I was nosing around the Young Adult section of the library the other day looking specifically for girl horse books and found Wind Rider. I read a bunch of it this morning while cycling to nowhere at at the gym, a great time to get some reading done especially if you’re not into getting your pulse read by the pulse-reading-handles. You can actually hold the book in your hands since you are not attempting an upper-body work-out.
I’m a fan of the YA genre but I havn’t read much of it in awhile, so it’s a pleasure to dive into something with a strong female main character and a horse. I’m envious of Fern, the protagonist, a young woman in prehistoric Asia who has saved a young wild horse and is learning to ride. I’m envious because she has so little fear as she topples from her foundling again and again in the quest to learn how to ride.
The idea to ride comes to Fern in a dream, which is a most excellent way for a character in a book to figure out what they know or what they want to know. It’s a good way for 3-D folks too, but in a novel the tactic fits nicely into the narrative structure and doesn’t bore the hell out of people.

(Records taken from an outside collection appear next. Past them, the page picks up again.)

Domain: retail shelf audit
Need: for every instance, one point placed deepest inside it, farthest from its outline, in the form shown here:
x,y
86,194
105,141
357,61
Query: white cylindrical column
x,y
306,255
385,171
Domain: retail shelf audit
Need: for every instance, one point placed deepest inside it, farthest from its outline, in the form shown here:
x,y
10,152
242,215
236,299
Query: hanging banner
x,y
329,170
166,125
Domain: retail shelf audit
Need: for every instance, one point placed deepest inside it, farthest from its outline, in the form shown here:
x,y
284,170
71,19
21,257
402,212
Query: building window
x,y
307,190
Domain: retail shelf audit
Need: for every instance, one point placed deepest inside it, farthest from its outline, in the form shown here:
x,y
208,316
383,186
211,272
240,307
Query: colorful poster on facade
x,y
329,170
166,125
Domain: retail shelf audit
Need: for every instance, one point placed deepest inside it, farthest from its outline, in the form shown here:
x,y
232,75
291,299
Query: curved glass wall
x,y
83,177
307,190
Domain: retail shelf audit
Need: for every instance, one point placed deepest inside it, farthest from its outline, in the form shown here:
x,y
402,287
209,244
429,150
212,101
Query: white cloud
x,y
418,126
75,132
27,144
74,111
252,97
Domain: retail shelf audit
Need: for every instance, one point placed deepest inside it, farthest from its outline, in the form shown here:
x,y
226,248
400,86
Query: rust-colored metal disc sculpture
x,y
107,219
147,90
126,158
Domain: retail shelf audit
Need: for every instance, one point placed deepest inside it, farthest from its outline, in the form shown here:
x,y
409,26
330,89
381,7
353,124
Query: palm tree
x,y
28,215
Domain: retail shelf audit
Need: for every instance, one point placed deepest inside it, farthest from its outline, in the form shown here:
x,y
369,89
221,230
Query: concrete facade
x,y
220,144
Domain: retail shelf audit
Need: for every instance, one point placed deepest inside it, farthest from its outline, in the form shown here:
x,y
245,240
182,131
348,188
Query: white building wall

The saving and ownership of the horse is also perfect in the wish-fullfilment department. What I loved the most about horse books when I was a kid is the fantasy of owning your own horse, what thas by even more right yours sinc eyou’d saved it from Certain Death. Duh, I know, but I get excited all over again and never tire of this same triumph in girl horse books: She’s got her own horse! It’s hers! It’s hers!